Même Jean ne fut pas oublié. Il reçut sa première montre. A dix ans, c’est normal, on devient grand, on doit connaître le temps.
Avec ses économies, Jean avait acheté une paire de mitaines au grand-père. Il avait toujours si froid aux mains quand il taillait ses bûches. Il lui avait aussi préparé un beau dessin, avec de belles couleurs qu’il pourrait voir. Il représentait un petit garçon donnant la main à un vieux monsieur, et tous les deux regardaient le ciel et comptaient les étoiles.
Mais il espérait surtout qu’il verrait SON étoile !
La nuit venue, il se rendit chez le grand-père, et le trouva debout regardant par la fenêtre. A son sourire, Jean savait qu’il avait vu son étoile !
– Merci, mon enfant, je sais que c’est toi qui l’as mise là. Mais je la reconnais, c’est celle de l’église. Que va dire le pasteur… et les gens ?
En guise de réponse, ce fut le chant de tous les villageois qu’il entendit. Ils étaient tous là, petits et grands, jeunes et vieux.
Le pasteur leur avait expliqué que ce soir, ce serait un Noël un peu différent. Que puisque l’étoile avait préféré le jardin du grand-père à la chaleur de l’église, on irait là où elle avait choisi d’être.
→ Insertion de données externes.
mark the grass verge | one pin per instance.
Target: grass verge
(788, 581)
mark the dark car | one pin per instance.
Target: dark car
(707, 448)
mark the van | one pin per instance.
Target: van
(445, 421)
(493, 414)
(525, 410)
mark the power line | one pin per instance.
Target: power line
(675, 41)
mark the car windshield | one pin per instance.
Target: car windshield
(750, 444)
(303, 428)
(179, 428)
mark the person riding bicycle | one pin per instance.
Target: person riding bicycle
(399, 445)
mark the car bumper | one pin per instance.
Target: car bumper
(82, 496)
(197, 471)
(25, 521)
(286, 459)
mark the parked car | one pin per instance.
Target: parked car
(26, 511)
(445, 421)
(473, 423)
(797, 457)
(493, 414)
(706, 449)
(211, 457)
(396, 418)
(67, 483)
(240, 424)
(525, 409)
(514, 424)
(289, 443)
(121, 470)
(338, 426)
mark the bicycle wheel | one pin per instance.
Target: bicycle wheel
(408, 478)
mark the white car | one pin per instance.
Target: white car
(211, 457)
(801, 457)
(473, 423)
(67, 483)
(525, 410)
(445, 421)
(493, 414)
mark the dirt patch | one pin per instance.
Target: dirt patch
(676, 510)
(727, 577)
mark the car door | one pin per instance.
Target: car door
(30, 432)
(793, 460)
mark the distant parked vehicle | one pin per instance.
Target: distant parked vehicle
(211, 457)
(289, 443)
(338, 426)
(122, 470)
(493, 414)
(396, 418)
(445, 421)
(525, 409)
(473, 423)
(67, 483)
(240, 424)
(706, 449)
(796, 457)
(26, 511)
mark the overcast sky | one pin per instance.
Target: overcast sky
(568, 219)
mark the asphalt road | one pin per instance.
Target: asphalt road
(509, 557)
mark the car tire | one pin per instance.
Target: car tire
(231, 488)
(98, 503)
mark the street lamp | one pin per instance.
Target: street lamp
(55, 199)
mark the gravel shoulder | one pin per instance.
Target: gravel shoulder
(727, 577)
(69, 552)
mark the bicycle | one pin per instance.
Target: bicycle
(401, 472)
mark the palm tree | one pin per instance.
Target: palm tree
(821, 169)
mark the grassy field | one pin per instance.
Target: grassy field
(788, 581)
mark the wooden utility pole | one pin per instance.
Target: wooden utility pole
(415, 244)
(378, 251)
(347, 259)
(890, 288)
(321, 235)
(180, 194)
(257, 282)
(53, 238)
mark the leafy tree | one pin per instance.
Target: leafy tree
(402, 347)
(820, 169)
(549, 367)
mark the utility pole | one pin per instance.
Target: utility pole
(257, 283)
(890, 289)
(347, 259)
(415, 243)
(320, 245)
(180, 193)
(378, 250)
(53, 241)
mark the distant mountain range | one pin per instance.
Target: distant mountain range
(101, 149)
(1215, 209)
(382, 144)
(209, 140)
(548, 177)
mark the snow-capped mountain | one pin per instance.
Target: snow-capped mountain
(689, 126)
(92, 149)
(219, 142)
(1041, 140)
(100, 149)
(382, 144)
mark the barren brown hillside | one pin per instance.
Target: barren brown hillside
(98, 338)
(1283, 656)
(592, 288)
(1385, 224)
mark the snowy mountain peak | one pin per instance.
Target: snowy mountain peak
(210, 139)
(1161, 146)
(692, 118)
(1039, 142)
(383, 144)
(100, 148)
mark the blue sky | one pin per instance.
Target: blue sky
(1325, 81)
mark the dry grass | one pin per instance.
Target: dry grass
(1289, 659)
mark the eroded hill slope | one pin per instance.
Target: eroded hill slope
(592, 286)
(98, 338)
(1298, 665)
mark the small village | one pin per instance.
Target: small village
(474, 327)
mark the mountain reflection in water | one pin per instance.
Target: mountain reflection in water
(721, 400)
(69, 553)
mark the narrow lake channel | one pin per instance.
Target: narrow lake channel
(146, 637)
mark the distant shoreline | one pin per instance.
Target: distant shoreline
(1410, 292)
Et c’est ainsi que cette veillée de Noël fut célébrée sous des millions d’étoiles, dans un petit jardin, à l’écart d’un village.
Les cloches de l’église se mirent à sonner, comme pour dire qu’elles étaient d’accord.
Ce fut le dernier Noël du grand-père, mais longtemps encore, on se rappela ce Noël un peu particulier.